When you describe the work of Van Haver, you automatically resort to terms like imposing, coarse, large and raw. Van Haver applies the paint using an impasto technique; in dollops of oil paint that are applied so thick and crusty that the work almost feels sculptural, like a relief. Van Haver: “For me, the paint cannot be thick enough, so I mix it with everything that is able to go in.” And with that she hardly exaggerates, because in her work, you will find elements like mobile phones, wood, plaster, ash, tar, resin, charcoal, cigarettes, beer caps, papier-mâché and large amounts of (fake) hair. For that reason, the largest work she showed in the Stedelijk Museum weighed a whopping three hundred kilos!

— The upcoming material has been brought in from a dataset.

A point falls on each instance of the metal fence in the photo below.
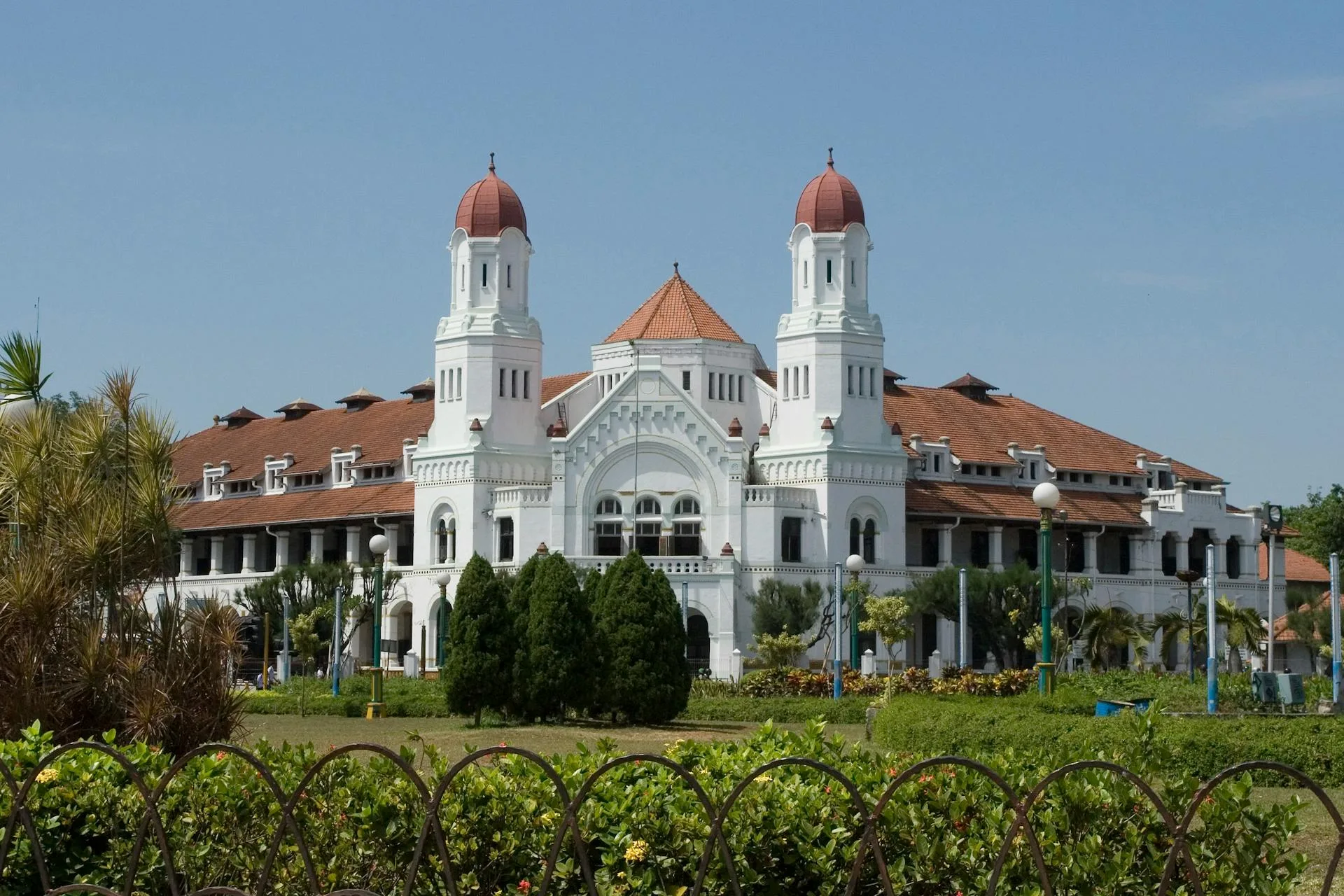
(432, 843)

The multidisciplinary artist travels all over the world for the extensive research that precedes her paintings. She doesn’t visit the touristy spots, but rather the favelas, barrios and townships in major cities in Africa and South America. Thematically, the painter adds a multitude of extremely relevant subjects in her work: themes such as (art) history and the colonial past, diaspora, migration and identity, mixed with popular culture, emotions, music and universally shared experiences, norms and values.
Van Haver: “I saw no representation of myself. I often meet people with very remarkable life stories that are not often told in art, and that’s what I would like to show. I am a kind of documentary painter, with a journalistic side.” She was inspired in this by the famous African-American painter Kerry James Marshall, who only depicts black people, precisely because they are so underrepresented in the art historical canon. At the same time, the large format and her compositions betray her love for, among other things, Renaissance art and famous Dutch militia pieces. That way, she is able to express her fascination for group dynamics. She also plays with the idea that paintings are traditionally rectangular, by providing her work with whimsical, uneven edges. In some cases, her work also has an interactive character. In her solo at the Stedelijk, a gigantic work measuring 4 by 9 meters was fitted with a staircase that visitors were allowed to climb. That way, the visitors effectively became part of the scene — in which you saw people living, laughing and eating, in an almost universal way.
For her most recent work, the painter took her adoption history as a fluid starting point — Van Haver was born in Colombia and was adopted by a Dutch couple. In her native country, she went in search of powerful, female role models who are committed to social equality, in order to reflect on her own personal history. Van Haver depicted these women as modern representations of Mary.